The 2008 financial crash opened up a pathway for coworking spaces to be a viable workspace option for businesses looking for a more cost effective solution. Now, as the world attempts to adjust to the new reality that coronavirus has brought upon society, coworking spaces may have significant challenges ahead of them.
Several flexible workspaces have had to shut down their facilities as cities everywhere are going under lockdown, which will likely lead to some casualties. Still, with over 32,000 flexible workspaces representing 521 million square feet worldwide, the sector is expected to withstand this health crisis.
For instance, the world’s largest serviced office firm IWG saw its shared drop 16% last week due to lockdown, but its board says they are confident that they will see long-term structural growth.

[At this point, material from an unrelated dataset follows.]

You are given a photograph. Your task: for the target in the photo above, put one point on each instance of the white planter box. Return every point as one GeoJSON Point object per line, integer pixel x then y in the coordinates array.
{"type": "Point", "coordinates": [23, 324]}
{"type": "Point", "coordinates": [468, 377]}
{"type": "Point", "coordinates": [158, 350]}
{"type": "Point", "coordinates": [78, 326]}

Now, operators are finding ways to keep their members engaged with tighter restrictions, such as digital key cards and limited access hours. Companies that have had to close their doors to members, such as The Wing, are donating their facilities to non-profits, healthcare workers and government organizations combatting the pandemic.
Recently, the UK government said that tenants that are not able to pay rent due to the coronavirus will not be evicted for the next three months, which has helped providers breathe a sigh of relief.
Overall, this crisis will likely lead to the upheaval of traditional work models and force companies to rethink how more flexible and agile options can benefit business and staff beyond COVID-19.